Monday, 17 December 2007

It's Freezing Here!

Well, the water in the gutters and on the pavement is mostly all frozen so it's officially gone from "cold" to "freezing" here.

Last night the Flat of Rats (Molly & Johanna; though Johanna was off at French class) hosted a mulled wine and poker (well, poker and whist) night that was good fun. The grand prize was a bar of chocolate but due to a failure to work out exactly how to determine who the ultimate winner was, we ended up sharing the chocolate. I lost abysmally in the practice round while the two who knew what they were doing taught us all, while Doc apparently used up all his beginner's luck that round. During the "real" round I did well enough though. I still feel absolutely no urge to risk more than chocolate, however. I was tense enough just playing with little plastic chips that weren't worth anything. The best hand I won they reckoned I could have driven them all up way higher, but I'd been keeping my bets so low till then I figured they would know something was up.

Ron declined to play, thus earning no chocolate, but he enjoyed mulled wine and sitting nearby working on his newest role-playing background (since the internet was down, he claimed there was no way to job hunt anyway, and I suppose it would be unfair to expect him to work on cover letters while the rest of us played cards.
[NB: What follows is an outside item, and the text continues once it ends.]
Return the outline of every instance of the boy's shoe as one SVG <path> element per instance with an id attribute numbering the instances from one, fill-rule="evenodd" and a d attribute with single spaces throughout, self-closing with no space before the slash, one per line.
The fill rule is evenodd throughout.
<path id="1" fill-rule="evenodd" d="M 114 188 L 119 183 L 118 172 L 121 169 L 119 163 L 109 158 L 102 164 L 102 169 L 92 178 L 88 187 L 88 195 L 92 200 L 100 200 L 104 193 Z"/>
Particularly as one of the card players is also job hunting in the same field).

Between travel prices being higher than expected, and the fact that, if we left, Johanna (whose family is in Sweden) would be all alone for Christmas, I think we've finally decided to stay in Glasgow for Christmas. It was Ron's mother who suggested it, being a practical sort, and we did see her just recently. I still feel a little guilty though, since who knows when we'll next be so close to her for Christmas. At least Jacky is going down. And hopefully once we both have "real" jobs, hopping a flight to the London area, even from the US, won't be such a problem. Of course, then there's all the question of fuel use and damage to the environment...

As a tangent, since I was teaching on this topic just last year, the UK general populous (ok, as judged from BBC radio and my over-educated friends) seem far more inclined to take anthropogenic global climate change as a fact. Annoyingly (from a selfish standpoint) the British law makers (though not my friends) seem inclined to target air travel first and foremost. I, however, think that cheap airtravel tends to make people more aware of how small a world it really is, which can only be useful in trying to get people to care about environmental changes in other places as well as overall. By that token, global travel should be one of the last things hit, not the first. Of course, I am quite biased.